Strauss & Co devotes single-artist auction to celebrated artist William Kentridge
Strauss & Co is currently hosting two exciting auctions that explore the impact and legacy of South Africa’s art scene in the 1970s. On the occasion of renewed global focus on the work of artist William Kentridge, Strauss & Co is pleased to present William Kentridge: In Print, a single-artist timed-online auction spanning works made between 1981 and 2016. Concurrent with its timely Kentridge sale, Strauss & Co is hosting a general online-only auction of modern, post-war and contemporary art that includes a standalone session devoted to art from 1970s.
Kentridge’s large-scale work Garibaldi (estimate R700 000 – 800 000), a 20-part etching linked to the artist’s 2016 Triumphs and Laments frieze on the walls of the Tiber River in Rome, leads the selection of works in William Kentridge: In Print. The premier lot for the 1970s session is Helmut Starcke’s Fire Bird (estimate R250 000 – 300 000), a fabulous pop painting from 1968. The 28 lots in William Kentridge: In Print will close at staggered intervals from 9pm on Monday, 25 July 2022, while the five-session online-only auction will close sharply at 8pm on Monday, 25 July 2022.
“In a sense, William Kentridge prints archive many, if not most, of his other phenomenal works such as his stop-frame animation films, his operatic productions, his performances, his artist’s books and his charcoal drawings, and even his sculptural works,” says Strauss & Co senior art specialist and head curator Wilhelm van Rensburg, who organised the two auctions. “His prints engender a more considered and enduring expression of his recurring motifs, and suggest alternative meanings and methods that can be identified in his larger body of work. Strauss & Co is pleased and privileged to offer such a great variety of Kentridge prints.”
William Kentridge was deeply shaped by the 1970s. After completing an undergraduate degree at the University of the Witwatersrand, Kentridge studied at Johannesburg Art Foundation under artist Bill Ainslie in 1976-78 and held his debut solo exhibition in 1979. The etching Woman with Supermarket Trolley + Cat (estimate R30 000 – 50 000), from the 1981 series Domestic Scenes, is a fine elaboration of the artist’s early working concerns.
Pulled in 1994, the etching Felix in Exile (estimate R300 000 – 500 000) depicts scenes from Kentridge’s career-defining animation film of the same name. The photolithograph Cyclopedia of Drawing (estimate R180 000 – 240 000) presents an exploded view of a flipbook portraying a human figure transforming into a bird in flight, and back. It is linked to The Magic Flute, the first large-scale opera that Kentridge produced in 2005.
Strauss & Co is pleased to partner with the Warehouse Art Museum in Milwaukee, USA, on its educational programme for their exhibition William Kentridge: See for Yourself (on view until 16 December 2022).

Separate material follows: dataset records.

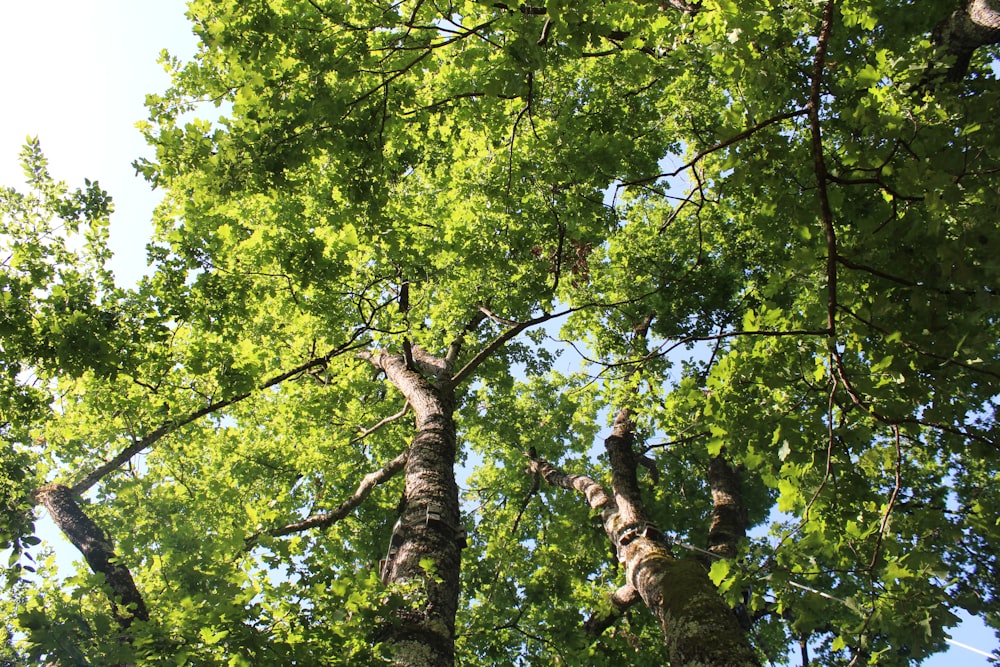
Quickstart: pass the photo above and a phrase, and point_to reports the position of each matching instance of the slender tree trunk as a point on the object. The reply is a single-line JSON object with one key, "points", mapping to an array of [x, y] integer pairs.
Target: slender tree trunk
{"points": [[729, 517], [127, 603], [698, 626], [426, 543]]}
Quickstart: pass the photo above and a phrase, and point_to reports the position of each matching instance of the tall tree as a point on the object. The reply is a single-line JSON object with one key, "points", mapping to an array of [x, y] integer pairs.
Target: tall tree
{"points": [[333, 426]]}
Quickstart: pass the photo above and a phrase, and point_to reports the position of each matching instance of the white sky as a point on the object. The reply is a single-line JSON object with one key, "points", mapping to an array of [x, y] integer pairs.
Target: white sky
{"points": [[75, 73]]}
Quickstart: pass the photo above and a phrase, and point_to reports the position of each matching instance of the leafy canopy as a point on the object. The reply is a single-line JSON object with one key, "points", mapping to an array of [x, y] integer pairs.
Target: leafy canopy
{"points": [[798, 209]]}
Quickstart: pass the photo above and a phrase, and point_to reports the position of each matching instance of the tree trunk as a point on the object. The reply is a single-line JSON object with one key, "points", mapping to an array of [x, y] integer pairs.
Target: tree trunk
{"points": [[729, 517], [426, 544], [976, 24], [127, 603], [698, 626]]}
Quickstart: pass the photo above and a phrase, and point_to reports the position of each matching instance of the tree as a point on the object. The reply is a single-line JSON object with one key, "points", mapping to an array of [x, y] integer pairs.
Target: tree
{"points": [[332, 425]]}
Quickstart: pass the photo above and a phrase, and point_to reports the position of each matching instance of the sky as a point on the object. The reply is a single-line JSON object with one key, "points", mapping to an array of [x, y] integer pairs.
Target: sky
{"points": [[75, 75]]}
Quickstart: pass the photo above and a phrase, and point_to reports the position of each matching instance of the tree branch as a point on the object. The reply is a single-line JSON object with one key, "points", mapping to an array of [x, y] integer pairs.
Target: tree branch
{"points": [[326, 519], [494, 345], [126, 603], [174, 425], [826, 212]]}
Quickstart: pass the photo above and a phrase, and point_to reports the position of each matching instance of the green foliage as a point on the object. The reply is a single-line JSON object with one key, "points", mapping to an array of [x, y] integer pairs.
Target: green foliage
{"points": [[779, 254]]}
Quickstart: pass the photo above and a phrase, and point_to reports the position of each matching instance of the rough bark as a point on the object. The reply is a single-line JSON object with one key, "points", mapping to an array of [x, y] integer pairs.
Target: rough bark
{"points": [[698, 627], [975, 24], [127, 603], [729, 518], [429, 528]]}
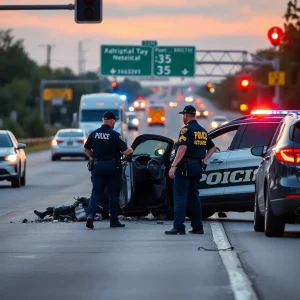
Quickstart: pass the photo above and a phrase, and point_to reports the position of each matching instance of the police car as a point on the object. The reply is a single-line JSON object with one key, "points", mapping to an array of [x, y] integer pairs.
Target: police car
{"points": [[226, 185]]}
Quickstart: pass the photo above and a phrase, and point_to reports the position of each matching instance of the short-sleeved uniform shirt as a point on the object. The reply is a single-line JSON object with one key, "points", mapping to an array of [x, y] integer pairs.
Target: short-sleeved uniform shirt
{"points": [[106, 143], [195, 137]]}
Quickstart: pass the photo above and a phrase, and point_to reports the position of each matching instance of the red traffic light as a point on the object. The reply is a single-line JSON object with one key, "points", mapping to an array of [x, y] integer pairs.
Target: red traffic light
{"points": [[275, 35], [244, 83]]}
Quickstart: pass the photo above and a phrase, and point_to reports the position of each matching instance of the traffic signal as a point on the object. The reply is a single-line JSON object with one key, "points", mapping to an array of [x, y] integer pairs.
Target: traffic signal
{"points": [[244, 83], [88, 11], [275, 35], [209, 87], [114, 86]]}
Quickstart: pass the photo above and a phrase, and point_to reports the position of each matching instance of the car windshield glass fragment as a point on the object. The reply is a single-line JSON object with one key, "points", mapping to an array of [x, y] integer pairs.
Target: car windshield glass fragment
{"points": [[95, 115], [70, 134], [5, 141], [149, 147]]}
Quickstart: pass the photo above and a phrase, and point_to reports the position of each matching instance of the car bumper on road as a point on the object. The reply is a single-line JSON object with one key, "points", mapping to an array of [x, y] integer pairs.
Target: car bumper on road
{"points": [[285, 206]]}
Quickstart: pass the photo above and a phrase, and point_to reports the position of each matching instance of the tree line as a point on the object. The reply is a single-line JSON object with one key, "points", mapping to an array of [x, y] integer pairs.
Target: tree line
{"points": [[20, 79]]}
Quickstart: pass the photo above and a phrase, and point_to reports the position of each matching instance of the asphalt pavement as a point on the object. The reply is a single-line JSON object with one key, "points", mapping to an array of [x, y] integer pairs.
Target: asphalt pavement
{"points": [[68, 261]]}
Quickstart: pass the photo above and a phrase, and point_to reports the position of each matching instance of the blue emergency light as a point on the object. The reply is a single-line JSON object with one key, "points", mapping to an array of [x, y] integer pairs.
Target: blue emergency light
{"points": [[274, 112]]}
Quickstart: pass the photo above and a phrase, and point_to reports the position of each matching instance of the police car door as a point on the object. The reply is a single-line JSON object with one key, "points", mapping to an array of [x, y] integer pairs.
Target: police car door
{"points": [[213, 180], [242, 165]]}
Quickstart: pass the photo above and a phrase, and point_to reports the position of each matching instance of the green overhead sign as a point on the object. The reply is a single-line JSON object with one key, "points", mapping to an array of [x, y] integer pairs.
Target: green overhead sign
{"points": [[159, 61]]}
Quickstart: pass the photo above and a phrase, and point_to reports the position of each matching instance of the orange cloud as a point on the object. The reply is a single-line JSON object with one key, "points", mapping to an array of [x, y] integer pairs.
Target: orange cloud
{"points": [[158, 26]]}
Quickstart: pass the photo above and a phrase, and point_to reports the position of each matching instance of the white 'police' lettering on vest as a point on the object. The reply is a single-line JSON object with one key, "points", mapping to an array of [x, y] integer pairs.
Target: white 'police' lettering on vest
{"points": [[229, 177], [102, 136]]}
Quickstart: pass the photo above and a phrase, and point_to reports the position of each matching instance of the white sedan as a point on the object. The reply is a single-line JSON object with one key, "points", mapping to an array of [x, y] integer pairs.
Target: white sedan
{"points": [[68, 142]]}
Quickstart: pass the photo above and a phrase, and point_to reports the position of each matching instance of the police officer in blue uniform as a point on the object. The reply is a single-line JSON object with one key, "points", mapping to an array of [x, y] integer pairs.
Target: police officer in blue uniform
{"points": [[104, 147], [193, 149]]}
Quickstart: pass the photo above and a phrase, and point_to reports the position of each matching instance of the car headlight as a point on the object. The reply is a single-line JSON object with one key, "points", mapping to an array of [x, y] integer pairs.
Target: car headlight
{"points": [[214, 124], [11, 158], [135, 121]]}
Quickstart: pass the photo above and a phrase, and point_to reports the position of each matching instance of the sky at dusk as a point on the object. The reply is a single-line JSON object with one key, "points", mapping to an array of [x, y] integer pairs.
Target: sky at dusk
{"points": [[211, 24]]}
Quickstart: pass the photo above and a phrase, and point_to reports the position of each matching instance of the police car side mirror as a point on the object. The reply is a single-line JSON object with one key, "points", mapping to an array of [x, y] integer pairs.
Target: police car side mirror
{"points": [[258, 150], [159, 152]]}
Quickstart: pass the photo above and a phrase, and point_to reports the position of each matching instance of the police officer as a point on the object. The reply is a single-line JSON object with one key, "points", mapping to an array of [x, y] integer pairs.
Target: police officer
{"points": [[105, 146], [193, 149]]}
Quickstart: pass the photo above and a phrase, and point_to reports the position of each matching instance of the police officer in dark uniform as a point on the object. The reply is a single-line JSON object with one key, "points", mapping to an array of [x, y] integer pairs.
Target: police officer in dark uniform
{"points": [[105, 146], [193, 149]]}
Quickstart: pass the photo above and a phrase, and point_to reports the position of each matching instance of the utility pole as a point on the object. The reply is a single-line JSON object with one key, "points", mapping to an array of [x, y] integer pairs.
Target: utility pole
{"points": [[81, 59]]}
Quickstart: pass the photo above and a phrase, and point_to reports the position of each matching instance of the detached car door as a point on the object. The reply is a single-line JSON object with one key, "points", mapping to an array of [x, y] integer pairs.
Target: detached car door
{"points": [[146, 145], [213, 180]]}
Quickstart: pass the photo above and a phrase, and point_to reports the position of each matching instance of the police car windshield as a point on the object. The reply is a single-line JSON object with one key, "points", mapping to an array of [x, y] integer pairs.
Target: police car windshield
{"points": [[70, 134], [149, 147], [5, 141], [95, 115]]}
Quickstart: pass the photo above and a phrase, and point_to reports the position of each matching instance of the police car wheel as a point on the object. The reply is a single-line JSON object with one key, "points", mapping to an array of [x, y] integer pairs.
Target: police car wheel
{"points": [[259, 220], [274, 225]]}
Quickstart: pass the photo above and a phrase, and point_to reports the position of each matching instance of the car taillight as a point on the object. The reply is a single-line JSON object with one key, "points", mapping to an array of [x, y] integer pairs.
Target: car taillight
{"points": [[81, 141], [288, 155], [56, 142]]}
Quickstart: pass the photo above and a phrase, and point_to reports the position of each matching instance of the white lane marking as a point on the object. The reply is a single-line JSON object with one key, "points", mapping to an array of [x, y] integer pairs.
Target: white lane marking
{"points": [[240, 284]]}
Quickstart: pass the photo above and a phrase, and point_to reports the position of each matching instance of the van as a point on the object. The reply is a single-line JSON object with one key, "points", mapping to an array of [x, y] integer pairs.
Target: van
{"points": [[93, 106], [156, 115]]}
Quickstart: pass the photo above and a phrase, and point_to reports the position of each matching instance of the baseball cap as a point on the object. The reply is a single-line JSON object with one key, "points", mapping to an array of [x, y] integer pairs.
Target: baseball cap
{"points": [[109, 115], [189, 109]]}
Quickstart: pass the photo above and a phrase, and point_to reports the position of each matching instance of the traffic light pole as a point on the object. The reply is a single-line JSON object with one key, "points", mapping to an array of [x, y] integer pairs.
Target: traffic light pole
{"points": [[38, 7]]}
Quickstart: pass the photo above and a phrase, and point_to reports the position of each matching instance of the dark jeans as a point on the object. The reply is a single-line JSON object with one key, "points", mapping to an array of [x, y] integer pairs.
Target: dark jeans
{"points": [[105, 175], [185, 191]]}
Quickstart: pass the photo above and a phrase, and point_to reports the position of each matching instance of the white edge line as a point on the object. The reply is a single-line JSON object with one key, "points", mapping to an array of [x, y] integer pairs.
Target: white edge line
{"points": [[239, 282]]}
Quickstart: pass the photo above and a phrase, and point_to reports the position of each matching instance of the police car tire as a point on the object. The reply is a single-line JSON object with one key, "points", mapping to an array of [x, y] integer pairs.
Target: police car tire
{"points": [[259, 220], [274, 225], [23, 178], [16, 182]]}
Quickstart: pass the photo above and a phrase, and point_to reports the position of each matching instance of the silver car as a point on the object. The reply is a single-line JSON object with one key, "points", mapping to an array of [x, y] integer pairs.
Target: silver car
{"points": [[12, 159], [68, 142]]}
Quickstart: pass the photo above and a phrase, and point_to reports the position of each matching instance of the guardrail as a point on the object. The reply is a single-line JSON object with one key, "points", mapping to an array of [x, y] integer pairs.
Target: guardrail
{"points": [[36, 141]]}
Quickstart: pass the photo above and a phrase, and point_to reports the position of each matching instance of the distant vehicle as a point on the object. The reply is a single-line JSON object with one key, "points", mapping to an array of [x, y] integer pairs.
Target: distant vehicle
{"points": [[140, 104], [218, 121], [133, 121], [202, 114], [68, 143], [93, 106], [277, 184], [12, 159], [156, 115]]}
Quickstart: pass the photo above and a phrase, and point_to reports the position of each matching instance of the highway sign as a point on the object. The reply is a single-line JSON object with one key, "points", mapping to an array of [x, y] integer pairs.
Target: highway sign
{"points": [[149, 43], [117, 60], [62, 93], [174, 61], [276, 78]]}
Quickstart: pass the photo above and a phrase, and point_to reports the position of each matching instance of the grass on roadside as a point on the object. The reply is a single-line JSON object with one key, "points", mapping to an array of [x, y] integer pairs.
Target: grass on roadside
{"points": [[35, 148]]}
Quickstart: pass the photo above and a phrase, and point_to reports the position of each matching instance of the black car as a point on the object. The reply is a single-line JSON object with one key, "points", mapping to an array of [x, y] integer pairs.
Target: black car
{"points": [[226, 185], [277, 185]]}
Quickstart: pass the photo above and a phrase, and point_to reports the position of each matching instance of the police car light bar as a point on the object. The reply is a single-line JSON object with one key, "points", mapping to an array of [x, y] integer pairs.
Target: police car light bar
{"points": [[274, 112]]}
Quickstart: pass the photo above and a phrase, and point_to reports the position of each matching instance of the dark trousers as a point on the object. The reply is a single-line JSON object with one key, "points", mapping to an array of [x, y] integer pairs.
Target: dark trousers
{"points": [[185, 192], [105, 175]]}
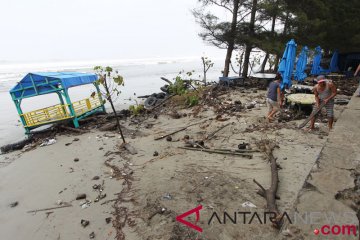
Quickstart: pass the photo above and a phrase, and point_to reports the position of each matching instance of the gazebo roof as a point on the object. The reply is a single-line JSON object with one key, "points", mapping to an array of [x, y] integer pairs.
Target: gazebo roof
{"points": [[39, 83]]}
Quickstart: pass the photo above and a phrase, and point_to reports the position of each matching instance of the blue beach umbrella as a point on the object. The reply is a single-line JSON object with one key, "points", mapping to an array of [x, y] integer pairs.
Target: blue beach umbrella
{"points": [[286, 65], [316, 68], [334, 62], [300, 74]]}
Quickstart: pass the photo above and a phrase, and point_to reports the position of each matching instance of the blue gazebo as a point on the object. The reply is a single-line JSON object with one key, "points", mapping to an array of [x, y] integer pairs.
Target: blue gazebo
{"points": [[40, 83]]}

Forthcoming talks will focus on the themes of printmaking and curatorial strategies, and will feature contributions by master printmaker Kim Berman, among others. Kentridge is the subject of numerous international survey exhibitions in 2022, with forthcoming openings due at the Royal Academy, London, and the Broad, Los Angeles.
Strauss & Co’s five-session general online-only auction opens with an outstanding survey of art from the 1970s. This decade was a time of global economic crises and social instability, as well as technological advances and creative innovation in the visual arts. The session includes 69 works by important figures representative of the zeitgeist, among them Armando Baldinelli, Walter Battiss, Nils Burwitz, -Norman Catherine, Giuseppe Cattaneo, Sidney Goldblatt, Wopko Jensma, Ezrom Legae, Judith Mason, Stanley Pinker, Fred Schimmel, Cecil Skotnes, Anton Uys, Hannatjie van der Wat and Andrew Verster. An insightful essay prepared by Wilhelm van Rensburg accompanies the session.